Thats how a bolter works. Its a big gyrojet machine gun 20000 years in the future.
 

·
Registered
Joined
·
7,314 Posts
Just making note. I do not care if they have an in helmet reticule to help aiming at the hip easier. It is still more effective to aim from your shoulder and down your sites.
Your example is inherently flawed as you don't know what kind of targeting software they're running. A pilot is not looking down the barrel of his gun when he fires, but it hits the target he's aiming at. Why? Because the software know he's not looking down the barrel of his gun and compensates.

You're imposing what is more effective for you, not for a Space Marine. You should not conflate the two as you're not a Space Marine.

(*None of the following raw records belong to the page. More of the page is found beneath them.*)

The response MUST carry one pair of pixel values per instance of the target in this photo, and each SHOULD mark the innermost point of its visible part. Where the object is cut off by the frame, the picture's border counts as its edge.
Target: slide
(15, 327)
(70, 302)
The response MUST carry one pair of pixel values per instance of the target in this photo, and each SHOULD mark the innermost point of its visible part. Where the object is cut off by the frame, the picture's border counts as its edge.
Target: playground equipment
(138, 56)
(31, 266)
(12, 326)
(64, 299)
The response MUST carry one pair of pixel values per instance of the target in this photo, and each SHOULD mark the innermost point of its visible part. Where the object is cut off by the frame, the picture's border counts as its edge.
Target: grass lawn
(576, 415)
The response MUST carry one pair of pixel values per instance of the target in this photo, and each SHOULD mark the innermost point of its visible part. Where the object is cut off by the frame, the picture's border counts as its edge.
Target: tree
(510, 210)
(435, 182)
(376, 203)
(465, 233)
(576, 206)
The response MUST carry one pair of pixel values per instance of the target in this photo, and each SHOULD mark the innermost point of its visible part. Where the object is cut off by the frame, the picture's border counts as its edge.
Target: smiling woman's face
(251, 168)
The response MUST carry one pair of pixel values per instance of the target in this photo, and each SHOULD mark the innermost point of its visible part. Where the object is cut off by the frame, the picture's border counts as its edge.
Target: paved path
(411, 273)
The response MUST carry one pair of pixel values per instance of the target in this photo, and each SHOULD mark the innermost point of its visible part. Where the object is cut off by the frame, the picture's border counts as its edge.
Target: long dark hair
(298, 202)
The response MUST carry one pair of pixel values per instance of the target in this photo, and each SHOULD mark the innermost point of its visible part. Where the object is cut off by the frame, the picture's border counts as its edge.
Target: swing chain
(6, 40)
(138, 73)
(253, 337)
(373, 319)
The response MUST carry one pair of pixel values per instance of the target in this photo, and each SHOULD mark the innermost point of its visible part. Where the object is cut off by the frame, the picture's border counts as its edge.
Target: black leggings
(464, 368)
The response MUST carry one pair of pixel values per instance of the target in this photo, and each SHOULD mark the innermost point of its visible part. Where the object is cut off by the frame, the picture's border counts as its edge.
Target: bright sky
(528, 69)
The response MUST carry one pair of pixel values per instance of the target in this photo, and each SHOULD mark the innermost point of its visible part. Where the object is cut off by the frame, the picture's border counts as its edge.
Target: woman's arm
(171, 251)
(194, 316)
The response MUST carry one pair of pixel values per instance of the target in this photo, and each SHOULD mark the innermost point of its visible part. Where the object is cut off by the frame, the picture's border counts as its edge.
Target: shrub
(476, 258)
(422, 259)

I've you've never written software for targeting computers in jet fighters your argument is void.
 

·
Banned
Joined
·
7,889 Posts
The only problem with not having the weapon into the shoulder is stability which has an effect not only on the individual accuracy of a given round but also the precision of a group of rounds.

Holding a weapon by your side is not stable because it is designed to be in your shoulder.

If however the weapon is designed to be held rock solid in a servo actuated suit of power armour and aimed by an off axis designator then it really doesn't matter where you hold it. Just like a fighter plane's machine guns in the wings, like Aramoro says.
 

·
Embrace the Insanity
Joined
·
1,159 Posts
Just making note. I do not care if they have an in helmet reticule to help aiming at the hip easier. It is still more effective to aim from your shoulder and down your sites.
But that's the thing, the link from their helmet to their gun is exactly the same as looking down the sights. there is no difference. If they did hold the butt to their shoulder they would just be seeing the same thing as what is in their helmet. Which would look pretty weird as well.
 

·
Banned
Joined
·
7,889 Posts
But that's the thing, the link from their helmet to their gun is exactly the same as looking down the sights. there is no difference. If they did hold the butt to their shoulder they would just be seeing the same thing as what is in their helmet. Which would look pretty weird as well.
They wouldn't actually see the view of looking through the sights tho' you'd just see a target reticule superimposed over your normal vision, like a heads up display in a fighter.